SnapStream is a privately held software company based in Houston, Texas, United States that focuses on building TV monitoring software for organizations in broadcast, government and education. Prior to developing TV Search, SnapStream was long recognized in the consumer world of HTPC for the creation of Beyond TV. However, Beyond TV has not been updated since 2010, as a result of the company shifting focus towards the Enterprise Search product.

==Products==
===SnapStream TV Search===
In mid-2007, SnapStream developed the SnapStream enterprise app for the purposes of searching, recording and monitoring television. SnapStream, the TV search engine, enables users to interface with television as a clippable, editable and linkable medium from their Mac or PC. SnapStream was a broadcast industry pioneer in creating such a crossover device, converging search engine capabilities and digital video recording. Today, the TV search appliance is deployed at all kinds of organizations in government, education and entertainment who closely monitor and archive traditional television media.

===Firefly PC Remote===
Released in 2004, this remote control uses radio frequency to operate a Windows-based computer via its Beyond Media Basic software (or a Windows XP Media Center Edition PC via Microsoft's Media Center Edition operating system) and can control other applications.

===TV Trends===
TV Trends, a free and open resource to the public, was SnapStream's online database of searchable TV. TV Trends extrapolates hot words (in ranking popularity) and cold words (by reduced frequency) from a spectrum of national news programs such as ABC, CBS, NBC, Fox, Fox News, MSNBC, CNN, and HLN.

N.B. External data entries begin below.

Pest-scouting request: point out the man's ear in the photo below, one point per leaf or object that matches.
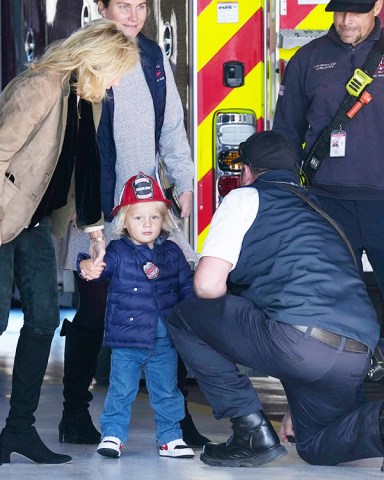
(101, 8)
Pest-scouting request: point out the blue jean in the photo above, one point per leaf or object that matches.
(30, 260)
(167, 402)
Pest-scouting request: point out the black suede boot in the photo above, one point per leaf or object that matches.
(18, 435)
(81, 349)
(254, 442)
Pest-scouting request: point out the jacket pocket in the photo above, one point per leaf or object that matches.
(9, 191)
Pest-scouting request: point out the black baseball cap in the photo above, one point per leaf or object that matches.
(355, 6)
(267, 150)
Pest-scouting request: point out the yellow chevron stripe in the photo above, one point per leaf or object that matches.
(201, 238)
(213, 36)
(317, 19)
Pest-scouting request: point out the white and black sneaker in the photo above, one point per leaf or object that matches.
(110, 447)
(176, 449)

Accordingly, these patterns may align with trending topics on Twitter and Google, and provide a measurable indicator of the associative relationship between traditional media and social media at any given time.

Type in up to 10 keywords for comparison and the site creates visual graphs, showing a historical representation of televised media coverage dating back to late 2008. TV Trends graphs can be embedded so that users can interact with and manipulate the timeline view.

The service was taken down on June 21, 2011, according to the company's blog.